One question! A vegan co worker asked for a substitute for the eggs? Any ideas on what would work in this muffin?
THANKS AGAIN!!
★★★★★
PenelopeRae
February 11, 2018 at 7:31 pmOh, I also used ground Chia instead of eggs! …….curious how this will be (I’m vegan)…
PenelopeRae
February 11, 2018 at 7:28 pmHi; A fellow Canadian who loves avocado here! Mine are in the oven at this very moment….looking good 🙂 Thanks for sharing. I did substitute banana for the applesauce (as I didn’t have that laying around the house). I’ll keep you posted 🙂 Penelope
H
February 13, 2017 at 1:40 pmHi, do you know any of the nutritional info for these? Like fat, protein, carbs?
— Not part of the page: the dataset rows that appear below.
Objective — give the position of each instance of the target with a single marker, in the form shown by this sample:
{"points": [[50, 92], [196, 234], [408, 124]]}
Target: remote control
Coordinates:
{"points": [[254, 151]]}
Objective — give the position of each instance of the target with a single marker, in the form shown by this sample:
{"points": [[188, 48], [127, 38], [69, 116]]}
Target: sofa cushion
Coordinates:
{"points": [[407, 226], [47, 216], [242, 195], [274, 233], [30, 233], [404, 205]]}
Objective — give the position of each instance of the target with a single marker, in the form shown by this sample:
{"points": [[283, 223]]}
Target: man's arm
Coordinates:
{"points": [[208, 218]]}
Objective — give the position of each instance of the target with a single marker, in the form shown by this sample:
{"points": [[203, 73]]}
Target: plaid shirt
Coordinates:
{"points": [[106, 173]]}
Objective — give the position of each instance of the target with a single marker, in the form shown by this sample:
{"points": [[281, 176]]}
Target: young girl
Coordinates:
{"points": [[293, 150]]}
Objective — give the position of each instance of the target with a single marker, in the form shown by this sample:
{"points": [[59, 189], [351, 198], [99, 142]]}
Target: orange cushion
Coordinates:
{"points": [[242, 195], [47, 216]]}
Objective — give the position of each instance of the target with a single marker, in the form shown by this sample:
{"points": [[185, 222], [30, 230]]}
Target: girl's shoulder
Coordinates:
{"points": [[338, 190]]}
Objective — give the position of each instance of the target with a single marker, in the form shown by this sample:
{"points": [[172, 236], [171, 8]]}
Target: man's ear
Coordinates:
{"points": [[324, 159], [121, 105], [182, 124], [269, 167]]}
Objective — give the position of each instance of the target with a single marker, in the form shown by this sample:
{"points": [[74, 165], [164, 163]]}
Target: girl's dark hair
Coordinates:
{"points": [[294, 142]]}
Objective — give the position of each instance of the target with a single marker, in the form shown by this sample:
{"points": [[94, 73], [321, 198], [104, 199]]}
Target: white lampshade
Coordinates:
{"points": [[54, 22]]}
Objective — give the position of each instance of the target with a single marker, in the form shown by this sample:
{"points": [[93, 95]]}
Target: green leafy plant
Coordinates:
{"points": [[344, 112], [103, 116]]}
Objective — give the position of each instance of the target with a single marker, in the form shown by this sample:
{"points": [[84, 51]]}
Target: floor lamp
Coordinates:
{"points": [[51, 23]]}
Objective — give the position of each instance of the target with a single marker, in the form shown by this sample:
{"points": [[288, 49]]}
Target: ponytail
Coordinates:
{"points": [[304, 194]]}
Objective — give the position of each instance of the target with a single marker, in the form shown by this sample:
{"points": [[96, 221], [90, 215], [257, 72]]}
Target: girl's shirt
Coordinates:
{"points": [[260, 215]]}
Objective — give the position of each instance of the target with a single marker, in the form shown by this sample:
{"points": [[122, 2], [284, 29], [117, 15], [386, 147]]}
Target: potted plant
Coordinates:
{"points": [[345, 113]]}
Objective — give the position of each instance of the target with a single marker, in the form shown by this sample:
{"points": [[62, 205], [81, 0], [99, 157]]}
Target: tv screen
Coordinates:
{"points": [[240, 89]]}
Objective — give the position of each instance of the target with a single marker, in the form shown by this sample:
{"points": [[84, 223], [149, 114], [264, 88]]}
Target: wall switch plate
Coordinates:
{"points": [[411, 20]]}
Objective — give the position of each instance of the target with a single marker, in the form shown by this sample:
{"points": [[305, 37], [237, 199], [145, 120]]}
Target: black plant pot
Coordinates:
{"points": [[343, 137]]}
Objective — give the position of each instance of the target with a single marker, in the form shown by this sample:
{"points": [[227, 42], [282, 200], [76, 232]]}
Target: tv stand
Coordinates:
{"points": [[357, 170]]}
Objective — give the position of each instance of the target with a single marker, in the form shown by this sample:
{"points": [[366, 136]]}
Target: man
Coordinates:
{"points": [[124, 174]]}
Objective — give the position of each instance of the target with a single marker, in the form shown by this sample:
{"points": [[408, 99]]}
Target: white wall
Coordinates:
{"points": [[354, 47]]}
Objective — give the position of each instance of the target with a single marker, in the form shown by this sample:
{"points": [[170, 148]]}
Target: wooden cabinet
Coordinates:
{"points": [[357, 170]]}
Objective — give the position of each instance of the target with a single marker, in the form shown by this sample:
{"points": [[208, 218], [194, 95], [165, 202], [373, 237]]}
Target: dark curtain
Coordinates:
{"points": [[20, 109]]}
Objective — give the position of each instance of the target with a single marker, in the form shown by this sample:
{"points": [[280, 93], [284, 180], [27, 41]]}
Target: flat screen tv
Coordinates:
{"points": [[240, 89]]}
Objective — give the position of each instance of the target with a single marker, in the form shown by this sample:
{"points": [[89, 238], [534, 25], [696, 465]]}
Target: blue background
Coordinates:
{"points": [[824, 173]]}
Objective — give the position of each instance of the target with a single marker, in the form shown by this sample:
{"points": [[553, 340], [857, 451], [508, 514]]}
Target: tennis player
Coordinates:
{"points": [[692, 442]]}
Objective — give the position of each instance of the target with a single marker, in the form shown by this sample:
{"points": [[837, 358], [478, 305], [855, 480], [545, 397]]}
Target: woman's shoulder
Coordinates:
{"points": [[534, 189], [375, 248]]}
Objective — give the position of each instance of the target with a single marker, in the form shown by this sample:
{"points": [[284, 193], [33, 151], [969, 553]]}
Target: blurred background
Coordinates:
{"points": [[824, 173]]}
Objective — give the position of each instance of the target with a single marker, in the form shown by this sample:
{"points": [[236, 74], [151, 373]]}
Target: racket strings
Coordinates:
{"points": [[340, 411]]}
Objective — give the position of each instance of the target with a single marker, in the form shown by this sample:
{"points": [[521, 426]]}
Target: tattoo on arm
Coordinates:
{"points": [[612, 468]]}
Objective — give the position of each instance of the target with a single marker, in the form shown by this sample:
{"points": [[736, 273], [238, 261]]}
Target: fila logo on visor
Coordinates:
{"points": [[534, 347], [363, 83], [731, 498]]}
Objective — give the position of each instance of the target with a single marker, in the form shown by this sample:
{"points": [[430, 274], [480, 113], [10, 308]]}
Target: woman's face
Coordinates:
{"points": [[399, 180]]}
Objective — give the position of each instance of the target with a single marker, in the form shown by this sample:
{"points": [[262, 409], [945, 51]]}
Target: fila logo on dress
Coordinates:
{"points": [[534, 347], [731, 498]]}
That’d be super helpful
Laurie
January 6, 2017 at 5:29 pmWill the 1:1 swap work with cookies? Or, is it better for softer textured stuff like muffins and brownies. I’m pretty sure it won’t work for my toffee recipe. 🙂
Laurie
Davida @ The Healthy Maven
January 11, 2017 at 12:23 amHi lovely! Sorry for the delay. Was off the blog while travelling (it wouldn’t load on crappy wifi arghhh). It will work in cookies but not if you’re hoping for crispy cookies. It doesn’t melt like butter so you’ll have more of a cakey cookie!
Jasmine
November 18, 2016 at 10:38 pmThese are great! I used flax for an egg substitute, 1/4 cup agave in place of the maple syrup, and 1 cup of applesauce. They turned out really well! I tried the recommended amount of applesauce in the first batch, but they were a bit dry. I’m not sure if it’s from using less agave, or it might be that I’m at a higher elevation?
Jen
July 21, 2016 at 9:11 pmdoes anyone have any suggestions for measurement in cups of avocado that worked for them? the ‘large’ avocados i have here range drastically in variety and size
Jen
July 14, 2016 at 2:23 pmhow much avocado did u use? my avocados are of all different size- from tiny to huge
Davida @ The Healthy Maven
July 15, 2016 at 8:43 ammed-large!
Jen
July 17, 2016 at 11:33 amwhat does that mean? measurement in cups please? there are many varieties of large avocados that can be extremely different
Michelle Krein
May 18, 2016 at 2:12 pmTried and LOVED by me and some coworkers! I can’t say I made the recipe exactly because a) I have an egg white allergy and b) Didn’t have all the ingredients in the house — but the main concept was similar! I subbed out the oat flour for all purpose and dropped it down to 2 cups, I used agave nectar in place of maple syrup, I used safflower oil in place of applesauce (though next time, I’ll use applesauce to make them healthier), and used the flaxseed egg technique in place of eggs. Also, I ended up blending all the wet ingredients in my Kitchenaid first and then added the dry ingredients. Everything turned out great and I’m very impressed! I have a recipe using avocado for oatmeal chocolate chip cookies too: http://www.forkreinoutloud.com/2015/08/24/healthy-eggless-chocolate-chip-cookies/
Marianela
May 2, 2016 at 8:04 amMake me hungry! Can I have one? 😉
Davida Kugelmass
May 2, 2016 at 3:08 pmof course 😉
ME
March 8, 2016 at 8:53 amThinking of making these for Easter. My daughter is allergic to oats, wheat, and quinoa. Has anyone tried this recipe w gluten free flour or almond flour?
Davida Kugelmass
March 8, 2016 at 9:01 amI haven’t but gluten-free flour should be just fine! I’d follow the instructions for the whole wheat flour since it may need a bit more liquid but GF flour should do the trick!